Another way that might do the trick is to click on the zoom tool (the magnifying glass). Then drag over the part of the graph that you want to display in the graph area.

http://www.pasco.com/datastudio/home.html#details"

Last edited by a moderator: Apr 22, 2017
3. Oct 20, 2006

### haushofer

Mmm, I don't have the set-up and the program available right now, but I've tried to adjust the scales of the graph. The only thing I can accomplish is to "lock the origin", or lock the axes themselfs. But I can find a menu to put the initial angle at 0, so that I get my graph's nicely symmetric around the X-axis. Ofcourse, one could manually symmetrise the graph and use those points to draw conclusions, but I can't believe the program hasn't got an option for this. The manual you are given doesn't provide an answer tp this, but it is useful by the way !

Also, I am not able to fit given graphs correctly. What I want is this: with an underdamped harmonic oscillation, the amplitude decreases exponentially. In the exponent, there is a given damping factor, and I would like to put the maxima and minima in a table, draw a graph from it and fit an exponential function with it. From this I want to get the dampingfactor.

4. Oct 21, 2006

### andrevdh

By clicking on the axes I mean that you position the mouse on one of the axes in the graph area - that is on the region where the graph ticks and coordinates are displayed and click in this region. See if that does not present you with a dialog where you can adjust the display.

To change an exponential graph into a linear one you need to plot the natural log (ln) of the independent value (the amplitude) against the dependent variable (the time). The gradient of the resulting linear graph will be the negative of the damping coefficient $-\gamma$. I might be wrong but I dont think you will be able to use your recorded data to do this, that is draw a graph with just the amplitude values. For this to work you will need to create a separate data set with just the (time,amplitude) coordinates. In Science Workshop I entered the data in a text file (notepad) and imported it. The coordinates can then be used to draw a graph (in SW. DS probably have some fancy features to achieve this, but if you don't have access to the user manual will proof quite a daunting task to achieve). If I were you I would just do it in Excel before it drowns all the fun of doing the experiment until you have gained more experience with DS.

Last edited: Oct 21, 2006
5. Oct 23, 2006

### haushofer

I see I did a typo; The story is that I still can't symmetrize the grap around the t-axis ( or X-axis ). If i double click on that region, I get a screen with "Graph Settings", and at the "axis settings" I can lock the origin, but that isn't a great help.

I was indeed intended to do the graph's in Excel.

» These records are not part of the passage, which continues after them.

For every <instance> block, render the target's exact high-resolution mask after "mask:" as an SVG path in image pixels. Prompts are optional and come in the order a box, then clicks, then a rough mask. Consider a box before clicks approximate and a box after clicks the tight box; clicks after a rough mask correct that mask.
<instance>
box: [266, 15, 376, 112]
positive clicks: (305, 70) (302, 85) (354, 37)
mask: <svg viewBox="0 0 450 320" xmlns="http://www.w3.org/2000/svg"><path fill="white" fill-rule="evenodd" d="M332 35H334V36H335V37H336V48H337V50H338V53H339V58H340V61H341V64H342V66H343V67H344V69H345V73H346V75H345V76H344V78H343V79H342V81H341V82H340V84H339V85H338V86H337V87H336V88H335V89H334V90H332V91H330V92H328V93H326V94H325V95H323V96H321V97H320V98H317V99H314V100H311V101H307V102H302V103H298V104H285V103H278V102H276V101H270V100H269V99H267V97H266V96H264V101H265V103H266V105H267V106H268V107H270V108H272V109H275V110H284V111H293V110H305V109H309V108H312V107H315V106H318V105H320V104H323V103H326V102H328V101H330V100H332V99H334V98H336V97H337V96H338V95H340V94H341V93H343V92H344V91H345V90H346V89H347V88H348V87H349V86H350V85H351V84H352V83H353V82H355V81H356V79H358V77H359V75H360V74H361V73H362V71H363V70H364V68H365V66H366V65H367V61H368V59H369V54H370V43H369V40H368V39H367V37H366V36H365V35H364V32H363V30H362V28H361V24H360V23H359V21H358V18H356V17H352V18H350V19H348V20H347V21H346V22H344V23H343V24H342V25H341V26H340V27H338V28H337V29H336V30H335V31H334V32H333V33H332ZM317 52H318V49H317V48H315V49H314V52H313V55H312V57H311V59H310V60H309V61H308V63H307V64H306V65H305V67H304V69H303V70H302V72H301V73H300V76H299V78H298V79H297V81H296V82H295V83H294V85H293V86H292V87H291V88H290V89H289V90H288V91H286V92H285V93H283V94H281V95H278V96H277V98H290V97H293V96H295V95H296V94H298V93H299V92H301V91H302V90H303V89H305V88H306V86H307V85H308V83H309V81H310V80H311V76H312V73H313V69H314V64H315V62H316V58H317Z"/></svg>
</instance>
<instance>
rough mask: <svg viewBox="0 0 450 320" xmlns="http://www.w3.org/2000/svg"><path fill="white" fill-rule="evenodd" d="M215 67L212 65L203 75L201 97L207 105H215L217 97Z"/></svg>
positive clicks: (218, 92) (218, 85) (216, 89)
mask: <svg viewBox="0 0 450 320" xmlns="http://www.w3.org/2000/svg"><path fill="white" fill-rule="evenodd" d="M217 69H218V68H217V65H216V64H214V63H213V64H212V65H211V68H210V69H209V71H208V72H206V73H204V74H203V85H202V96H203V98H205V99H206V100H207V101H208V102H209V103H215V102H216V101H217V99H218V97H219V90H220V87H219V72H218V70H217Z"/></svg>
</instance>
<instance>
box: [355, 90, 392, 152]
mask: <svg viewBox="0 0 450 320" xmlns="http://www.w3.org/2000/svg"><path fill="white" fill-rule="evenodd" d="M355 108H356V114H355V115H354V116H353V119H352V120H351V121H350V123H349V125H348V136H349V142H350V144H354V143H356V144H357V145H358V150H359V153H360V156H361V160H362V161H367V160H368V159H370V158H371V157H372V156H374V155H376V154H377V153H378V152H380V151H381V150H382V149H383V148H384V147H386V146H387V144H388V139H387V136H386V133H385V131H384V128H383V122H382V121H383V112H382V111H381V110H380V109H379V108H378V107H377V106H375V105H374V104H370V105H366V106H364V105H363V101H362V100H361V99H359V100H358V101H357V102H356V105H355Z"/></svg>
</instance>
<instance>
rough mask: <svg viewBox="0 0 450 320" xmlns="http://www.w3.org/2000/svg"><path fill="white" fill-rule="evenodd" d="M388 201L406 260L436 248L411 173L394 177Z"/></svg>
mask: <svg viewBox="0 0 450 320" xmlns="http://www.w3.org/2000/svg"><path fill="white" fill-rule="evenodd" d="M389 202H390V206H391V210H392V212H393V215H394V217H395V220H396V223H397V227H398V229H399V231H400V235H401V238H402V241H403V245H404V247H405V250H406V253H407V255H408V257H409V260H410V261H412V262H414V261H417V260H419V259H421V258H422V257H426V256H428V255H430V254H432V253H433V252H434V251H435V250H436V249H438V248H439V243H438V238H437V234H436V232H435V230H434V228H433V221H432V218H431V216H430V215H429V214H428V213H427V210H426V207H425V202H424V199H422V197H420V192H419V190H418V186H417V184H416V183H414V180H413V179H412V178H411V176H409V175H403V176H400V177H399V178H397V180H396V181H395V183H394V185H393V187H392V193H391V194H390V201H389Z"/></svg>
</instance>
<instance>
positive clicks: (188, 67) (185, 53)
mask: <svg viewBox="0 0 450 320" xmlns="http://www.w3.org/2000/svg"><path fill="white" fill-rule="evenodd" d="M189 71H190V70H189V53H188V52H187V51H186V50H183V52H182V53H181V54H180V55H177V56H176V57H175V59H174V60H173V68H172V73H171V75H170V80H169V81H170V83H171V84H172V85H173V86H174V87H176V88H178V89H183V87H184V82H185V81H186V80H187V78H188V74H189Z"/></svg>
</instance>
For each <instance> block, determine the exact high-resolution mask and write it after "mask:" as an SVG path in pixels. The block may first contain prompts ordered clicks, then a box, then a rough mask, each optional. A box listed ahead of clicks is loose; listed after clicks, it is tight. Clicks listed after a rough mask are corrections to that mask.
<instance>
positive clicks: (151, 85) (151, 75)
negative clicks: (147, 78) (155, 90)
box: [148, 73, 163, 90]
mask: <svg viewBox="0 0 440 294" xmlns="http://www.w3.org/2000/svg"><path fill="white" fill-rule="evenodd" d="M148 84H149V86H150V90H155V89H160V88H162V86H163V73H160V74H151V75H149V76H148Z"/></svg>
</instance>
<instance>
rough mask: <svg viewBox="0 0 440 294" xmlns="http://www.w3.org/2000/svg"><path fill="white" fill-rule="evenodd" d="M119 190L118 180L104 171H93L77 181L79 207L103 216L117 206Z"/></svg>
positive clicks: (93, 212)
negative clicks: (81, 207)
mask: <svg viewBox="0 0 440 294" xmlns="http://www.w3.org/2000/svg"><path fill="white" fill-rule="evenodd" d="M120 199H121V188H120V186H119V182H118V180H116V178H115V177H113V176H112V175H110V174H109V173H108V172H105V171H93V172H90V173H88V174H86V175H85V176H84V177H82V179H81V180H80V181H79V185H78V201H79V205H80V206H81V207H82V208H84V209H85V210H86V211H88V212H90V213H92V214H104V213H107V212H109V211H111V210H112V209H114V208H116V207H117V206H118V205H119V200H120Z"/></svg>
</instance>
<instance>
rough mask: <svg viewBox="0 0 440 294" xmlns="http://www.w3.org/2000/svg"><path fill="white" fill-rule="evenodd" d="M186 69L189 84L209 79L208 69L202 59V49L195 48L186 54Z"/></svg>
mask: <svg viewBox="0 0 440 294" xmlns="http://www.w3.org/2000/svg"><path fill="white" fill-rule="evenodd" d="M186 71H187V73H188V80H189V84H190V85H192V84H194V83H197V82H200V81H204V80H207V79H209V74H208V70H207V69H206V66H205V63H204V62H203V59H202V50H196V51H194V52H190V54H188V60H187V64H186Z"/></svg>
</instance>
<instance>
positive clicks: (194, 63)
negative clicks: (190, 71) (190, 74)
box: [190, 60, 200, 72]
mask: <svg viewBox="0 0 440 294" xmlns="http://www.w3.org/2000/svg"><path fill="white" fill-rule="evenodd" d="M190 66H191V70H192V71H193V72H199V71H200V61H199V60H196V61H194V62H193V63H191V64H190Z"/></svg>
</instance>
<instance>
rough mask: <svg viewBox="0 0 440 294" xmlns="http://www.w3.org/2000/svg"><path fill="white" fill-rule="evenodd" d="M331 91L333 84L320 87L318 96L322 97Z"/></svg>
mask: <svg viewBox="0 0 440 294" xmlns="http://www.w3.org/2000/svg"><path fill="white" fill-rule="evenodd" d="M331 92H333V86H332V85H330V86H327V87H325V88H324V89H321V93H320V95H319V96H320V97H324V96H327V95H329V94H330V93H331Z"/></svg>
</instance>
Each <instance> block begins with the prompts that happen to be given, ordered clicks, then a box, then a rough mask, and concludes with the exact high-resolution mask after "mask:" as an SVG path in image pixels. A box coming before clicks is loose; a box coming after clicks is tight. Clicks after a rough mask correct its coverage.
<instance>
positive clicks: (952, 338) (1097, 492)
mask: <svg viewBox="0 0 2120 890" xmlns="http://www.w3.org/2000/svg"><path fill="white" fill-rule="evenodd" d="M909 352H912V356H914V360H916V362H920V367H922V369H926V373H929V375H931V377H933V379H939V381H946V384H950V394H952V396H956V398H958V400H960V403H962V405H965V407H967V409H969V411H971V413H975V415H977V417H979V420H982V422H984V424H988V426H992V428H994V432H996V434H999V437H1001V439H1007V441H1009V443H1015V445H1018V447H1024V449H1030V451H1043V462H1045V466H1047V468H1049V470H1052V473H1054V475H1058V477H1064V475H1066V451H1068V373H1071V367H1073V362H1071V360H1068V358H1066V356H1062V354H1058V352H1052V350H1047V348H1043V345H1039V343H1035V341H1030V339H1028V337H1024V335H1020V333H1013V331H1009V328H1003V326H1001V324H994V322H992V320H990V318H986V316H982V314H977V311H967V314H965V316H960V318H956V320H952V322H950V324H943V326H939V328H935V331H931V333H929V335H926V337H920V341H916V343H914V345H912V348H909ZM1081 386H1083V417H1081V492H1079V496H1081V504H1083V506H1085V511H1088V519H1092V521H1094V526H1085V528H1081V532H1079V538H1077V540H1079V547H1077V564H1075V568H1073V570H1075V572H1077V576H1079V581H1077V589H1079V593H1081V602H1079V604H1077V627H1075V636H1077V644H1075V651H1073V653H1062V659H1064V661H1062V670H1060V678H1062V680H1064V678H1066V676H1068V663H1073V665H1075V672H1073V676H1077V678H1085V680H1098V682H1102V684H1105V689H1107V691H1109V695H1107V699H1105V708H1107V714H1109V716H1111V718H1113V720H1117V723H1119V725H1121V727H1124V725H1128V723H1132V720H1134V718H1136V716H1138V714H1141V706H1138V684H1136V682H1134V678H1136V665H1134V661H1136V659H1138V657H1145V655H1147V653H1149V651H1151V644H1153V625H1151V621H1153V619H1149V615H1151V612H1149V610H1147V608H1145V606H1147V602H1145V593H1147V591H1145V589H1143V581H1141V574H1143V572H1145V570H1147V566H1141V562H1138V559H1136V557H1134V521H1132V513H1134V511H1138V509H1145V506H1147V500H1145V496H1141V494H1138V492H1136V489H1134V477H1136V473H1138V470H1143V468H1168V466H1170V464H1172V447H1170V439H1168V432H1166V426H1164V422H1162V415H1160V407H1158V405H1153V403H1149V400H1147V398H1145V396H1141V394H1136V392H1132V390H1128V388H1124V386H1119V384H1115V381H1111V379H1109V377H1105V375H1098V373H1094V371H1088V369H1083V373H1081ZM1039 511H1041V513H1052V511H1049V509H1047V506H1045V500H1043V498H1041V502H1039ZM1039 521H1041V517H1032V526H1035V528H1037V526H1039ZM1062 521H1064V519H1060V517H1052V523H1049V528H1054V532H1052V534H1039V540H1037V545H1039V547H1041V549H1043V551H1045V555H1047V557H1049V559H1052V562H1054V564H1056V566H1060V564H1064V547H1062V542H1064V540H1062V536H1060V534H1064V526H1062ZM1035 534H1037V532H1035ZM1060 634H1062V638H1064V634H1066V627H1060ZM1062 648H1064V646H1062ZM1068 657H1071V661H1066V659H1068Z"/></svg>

Anyway, I appreciate your effort to solve this conundrum :)

6. Oct 23, 2006

### andrevdh

Can't you find a setting for changing the maximum and minimum values of the axes if you click on the axes?

7. Oct 23, 2006

### haushofer

Yes, I can, but that doesn't help you; it's only usefull for a certain view of the axes, it doesn't change the coordinates themselfs.

8. Oct 24, 2006

### andrevdh

I thought I understood your problem, but now you've got me confused. By choosing appropiate minimum and maximum values for the y-axis (y-displacement of the oscillator) you should be able to get a symmetrical view of the graph. I do not understand what you mean by the statement that you want to change the coordinates?

Anyway, the option "lock the origin of the axes" makes me think that you might be able to drag the origin of the axes in the graph area. Have you tried that?

Oh, I think I now have an idea what you are trying to do. You want to displace the graph along the time axis. This is done by creating a calculation with the calculator. In this calculation you need to subtract (or add) the time at which the first intecept with the x-axis occurred from the measured time. Once you have created such a calculation you just select it from the panel next to the x-axis. This will then shift the graph along the x-axis so that the oscillations start at zero degrees.